It’s that time of year again, the fantasy baseball off-season! Where anyone and everyone has a chance for that trophy at the end of the year. While the real off-season is slower than the Jersey Turnpike, that doesn’t mean you have to sit around like your favorite team. Here are five sleepers that could possibly be your ticket to the playoffs.

  The following ADPs are from Fantrax, which slightly skews towards dynasty drafts, but until Yahoo opens, this is the closest we can get to where these five players go.

 

 

  • Miguel Cabrera: ADP-101.13, 2017 Statline: 16 HR, 60 RBI, .249/.329/.399

 

Miggy a sleeper? Not shocking considering his terrible 2017 statline. When players start getting into their mid-30s and a sudden decline happens, fantasy players get scared. Cabrera is heading into his age 35 season in a lineup that is suddenly without stalwarts like Ian Kinsler. There are plenty of reasons I could list on why Miggy should not be drafted, but why should he be drafted? For one, I don’t think Miguel Cabrera is done yet. 2017 was the first time his slugging was below .500 since his rookie season in 2003. His BABIP also took a tumble, dropping more than 30 points in 2017. Add in that his walk rate was about the same as it has always been and you have a prime rebound candidate here. If you are still not convinced that he will rebound, his Hard hit rate was actually above 2016 and his soft contract rate was a paltry 9.9%.

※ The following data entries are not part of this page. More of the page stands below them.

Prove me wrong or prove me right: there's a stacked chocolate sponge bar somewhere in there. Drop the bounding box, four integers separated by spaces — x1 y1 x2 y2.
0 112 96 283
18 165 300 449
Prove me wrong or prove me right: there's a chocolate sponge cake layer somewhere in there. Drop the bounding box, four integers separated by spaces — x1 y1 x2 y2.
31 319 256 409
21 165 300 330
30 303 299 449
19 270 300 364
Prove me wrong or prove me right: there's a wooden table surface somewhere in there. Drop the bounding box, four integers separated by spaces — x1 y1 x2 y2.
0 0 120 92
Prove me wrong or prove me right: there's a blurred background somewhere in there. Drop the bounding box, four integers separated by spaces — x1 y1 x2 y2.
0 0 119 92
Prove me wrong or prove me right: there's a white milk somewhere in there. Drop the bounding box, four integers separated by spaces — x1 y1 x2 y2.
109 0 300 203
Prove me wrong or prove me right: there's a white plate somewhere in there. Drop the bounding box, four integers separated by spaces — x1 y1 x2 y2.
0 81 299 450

  1.     Carlos Santana: ADP-165.88, 2017 Statline: 23 HR, 79 RBI, .259/.363/.455

Santana recently signed a 3 year, 60 million dollar contract with the Philadelphia Phillies. He is in a surprisingly good lineup with the likes of Rhys Hoskins, Odubel Herrera, Jorge Alfaro, among others. He is also one year removed from a 32 Home run season. He had a solid walk rate of 13.1% in 2017 while only striking out 14.1% of the time. In other words, he makes a lot of contact. His hard contact rate was right along with his career mark at 33%. What really bolsters his value is Citizens Bank Park, if you overlay his hits from Progressive Field to Citizens, he would have had more than 30 home runs last season. If you missed first base early, this is a guy you can grab late.

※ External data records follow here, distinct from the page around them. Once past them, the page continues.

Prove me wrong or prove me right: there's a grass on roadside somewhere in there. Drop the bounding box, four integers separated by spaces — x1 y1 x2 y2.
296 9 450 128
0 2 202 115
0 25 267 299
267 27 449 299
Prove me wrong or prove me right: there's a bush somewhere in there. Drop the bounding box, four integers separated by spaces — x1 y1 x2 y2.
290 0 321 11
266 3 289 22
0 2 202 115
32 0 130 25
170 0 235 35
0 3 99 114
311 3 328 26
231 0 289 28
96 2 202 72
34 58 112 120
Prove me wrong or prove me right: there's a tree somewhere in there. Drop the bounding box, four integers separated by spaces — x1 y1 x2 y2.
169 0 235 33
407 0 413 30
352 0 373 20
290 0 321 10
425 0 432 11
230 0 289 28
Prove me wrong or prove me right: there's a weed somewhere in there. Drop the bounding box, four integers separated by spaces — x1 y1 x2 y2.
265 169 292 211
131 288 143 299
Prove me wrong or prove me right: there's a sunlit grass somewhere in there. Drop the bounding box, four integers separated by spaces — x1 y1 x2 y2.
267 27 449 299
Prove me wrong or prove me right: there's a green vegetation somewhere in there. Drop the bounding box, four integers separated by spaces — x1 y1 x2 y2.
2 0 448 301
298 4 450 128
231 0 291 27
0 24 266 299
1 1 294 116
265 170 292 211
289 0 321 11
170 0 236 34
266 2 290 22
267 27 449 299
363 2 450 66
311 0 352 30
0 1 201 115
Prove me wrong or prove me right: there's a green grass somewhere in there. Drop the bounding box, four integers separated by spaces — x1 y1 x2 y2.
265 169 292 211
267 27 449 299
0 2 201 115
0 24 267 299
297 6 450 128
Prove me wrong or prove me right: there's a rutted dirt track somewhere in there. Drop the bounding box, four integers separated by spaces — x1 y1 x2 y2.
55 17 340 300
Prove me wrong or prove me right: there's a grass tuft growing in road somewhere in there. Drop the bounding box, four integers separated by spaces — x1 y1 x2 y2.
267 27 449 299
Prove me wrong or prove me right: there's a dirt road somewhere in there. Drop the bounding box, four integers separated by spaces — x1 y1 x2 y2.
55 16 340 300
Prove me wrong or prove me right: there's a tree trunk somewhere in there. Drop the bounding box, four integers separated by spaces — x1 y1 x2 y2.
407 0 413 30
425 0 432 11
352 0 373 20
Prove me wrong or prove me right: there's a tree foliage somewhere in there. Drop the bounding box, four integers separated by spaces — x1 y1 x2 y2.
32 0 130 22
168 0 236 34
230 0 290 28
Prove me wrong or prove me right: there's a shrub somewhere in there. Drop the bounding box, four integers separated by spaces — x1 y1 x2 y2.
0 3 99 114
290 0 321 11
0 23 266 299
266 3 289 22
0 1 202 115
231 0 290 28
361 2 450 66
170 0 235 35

  1.     Ian Kinsler: ADP-209.04, 2017 Statline: 22 HR, 52 RBI, .236/.313/.412

Second base is pretty deep this year, perhaps that is one reason why Kinsler goes so late. Regardless, Kinsler deserves plenty of attention despite a lackluster 2017 season. As you probably know by now, Kinsler was traded to the Angels this off-season, putting him in a lineup with Mike Trout, Simmons, Cozart, etc. That alone should help his fantasy value. So why else should you draft Ian Kinsler? Last years 9% walk rate was his highest since his 2011 season with the Texas Rangers. He also managed to cut down strikeouts by 2.9% over last year. His hard contact rate also rose by 3% over 2016. Add in the fact that he still steals bases, (14 in 2017), and you have another bounce-back candidate in a good lineup. If you don’t grab an Altuve or Jose Ramirez early, Kinsler is a great fall-back option.

  1.    Jake Faria: ADP-214.57, 2017 Statline: 5 Wins 4 losses, 3.43 ERA, 1.177 WHIP.

Faria had a breakout campaign in his first season in the Big Leagues, but it seems like people have hardly noticed. His walk rate was a little high at 3.2, but you can chop that up to it being his first taste in the Major Leagues. It is a rare sight to see a pitcher dominate right out of the gate anymore. It seems most pitchers need a couple years before they really get going, for example, Jose Berrios. Faria had an 8.7 K/9 last year which is definitely fantasy-friendly. This could be the last year you get Jake Faria at a discount, as he seems primed for a 2018 breakout campaign in his first full season.

  1.    Blake Snell: ADP-218.67, 2017 Statline 5 Wins 7 Losses, 4.04 ERA, 1.330 WHIP

Faria’s teammate Blake Snell had a much improved year over his 2016 campaign despite the higher ERA. He reduced his walk-rate by more than 1 batter per 9 innings. This had a huge effect on his WHIP, bringing it from 1.618 to 1.330. His K per 9 also fell, but that can be chalked up to him being more inside the strike zone. What really gets juicy about Snell is his 2nd half. In the 2nd half, Snell had a 3.49 ERA with a BB/9 of 2.91. Compare that to his 1st half numbers where he had a 4.85 ERA and 5.88 BB/9. It’s clear that Snell was able to control the ball much better in the 2nd half and it led to more success. Unlike Faria, Snell did not have success immediately when he reached the Majors. However, 2018 might finally be the year Snell flashes what his pedigree tells us he can do.